During the Chaos War storyline, Marrina and Alpha Flight members Guardian, Vindicator, and Shaman return from the dead when Death leaves the underworld, enabling them to escape.

==Powers and abilities==
Thanks to her genetic structure that is a hybrid combination of Plodex and Earth DNA, Marrina's body is amphibious, and she has pale yellow skin, large fish-like eyes, and webbed hands and feet. Possessing both lungs and gills, she can breathe and exist indefinitely on land or under the sea. She is able to withstand freezing temperatures and underwater pressures without harm. Her hydrodynamic proportions, sleek skin, webbed extremities, and superhuman strength aid in her swimming. She can sustain underwater speeds approaching 51 knots (roughly 59 mph) for several hours and is capable of massive acceleration by shedding her skin to expose a nearly frictionless inner skin layer, allowing her to briefly reach speeds in the 800–900 knot range. She has further demonstrated some ability to control water — in combination with her massive underwater speed, she was able to raise and ride the crest of a huge waterspout, letting her travel from an ocean shore up to three miles inland. After such feats, her outer skin layer can quickly regenerate to normal. Her skin also secretes an oil which can cause extreme constriction of the pupils — with one slap, she was able to temporarily blind Namor, himself superhumanly adapted to underwater existence. On dry land, she can sprint at tremendous speeds.

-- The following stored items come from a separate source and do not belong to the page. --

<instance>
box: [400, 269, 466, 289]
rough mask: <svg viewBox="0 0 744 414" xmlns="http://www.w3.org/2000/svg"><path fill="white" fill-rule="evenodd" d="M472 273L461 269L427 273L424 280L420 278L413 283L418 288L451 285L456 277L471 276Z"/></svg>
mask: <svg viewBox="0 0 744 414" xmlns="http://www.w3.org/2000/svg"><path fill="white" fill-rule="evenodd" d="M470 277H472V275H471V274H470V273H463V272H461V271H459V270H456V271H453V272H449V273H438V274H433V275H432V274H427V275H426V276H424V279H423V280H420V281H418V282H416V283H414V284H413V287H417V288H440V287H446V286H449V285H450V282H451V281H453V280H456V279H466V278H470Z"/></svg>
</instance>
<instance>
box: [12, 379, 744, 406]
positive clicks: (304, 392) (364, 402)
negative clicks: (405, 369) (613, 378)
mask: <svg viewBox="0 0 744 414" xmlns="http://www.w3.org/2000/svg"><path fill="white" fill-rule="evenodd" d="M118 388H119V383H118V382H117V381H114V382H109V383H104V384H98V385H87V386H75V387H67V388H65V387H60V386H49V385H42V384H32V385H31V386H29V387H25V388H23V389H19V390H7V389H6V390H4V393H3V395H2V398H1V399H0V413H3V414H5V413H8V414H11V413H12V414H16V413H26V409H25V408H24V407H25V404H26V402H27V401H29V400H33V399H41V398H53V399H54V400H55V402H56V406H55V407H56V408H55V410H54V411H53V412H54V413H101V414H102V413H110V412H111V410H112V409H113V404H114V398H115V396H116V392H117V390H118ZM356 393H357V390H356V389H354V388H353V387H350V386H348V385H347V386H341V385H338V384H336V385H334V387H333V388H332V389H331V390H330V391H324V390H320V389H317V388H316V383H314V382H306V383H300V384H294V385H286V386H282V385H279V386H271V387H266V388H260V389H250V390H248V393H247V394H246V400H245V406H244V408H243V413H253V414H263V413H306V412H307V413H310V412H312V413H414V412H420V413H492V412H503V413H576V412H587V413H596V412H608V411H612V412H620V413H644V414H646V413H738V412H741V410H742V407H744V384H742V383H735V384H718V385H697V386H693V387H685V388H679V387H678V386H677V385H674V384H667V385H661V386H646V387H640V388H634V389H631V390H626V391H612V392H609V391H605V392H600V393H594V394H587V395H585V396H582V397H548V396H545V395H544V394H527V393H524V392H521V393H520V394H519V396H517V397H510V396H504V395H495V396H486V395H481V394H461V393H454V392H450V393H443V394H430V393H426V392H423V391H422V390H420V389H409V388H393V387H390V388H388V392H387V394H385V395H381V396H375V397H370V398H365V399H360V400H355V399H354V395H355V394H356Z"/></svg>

Although Marrina has a friendly personality, thanks to her upbringing by her foster parents, her mental programming by the Plodex repeatedly emerges from her subconscious mind. Her savage instincts can even be triggered by chemical stimuli given off by other Plodex. When her Plodex DNA takes over, she takes on a more beast-like appearance, gaining claws that easily cut through most material. Marrina can change shape to an unknown degree under the influence of her savage instincts. During her pregnancy, Marrina resembled a sea serpent and was over a mile in length. She also displayed the ability to discharge eye beams of pure kinetic force while in leviathan form.

==Other versions==
- An alternate universe version of Marrina Smallwood from Earth-3470 appears in Exiles.
- An alternate universe version of Marrina Smallwood from Earth-58163 makes a cameo appearance in House of M #6.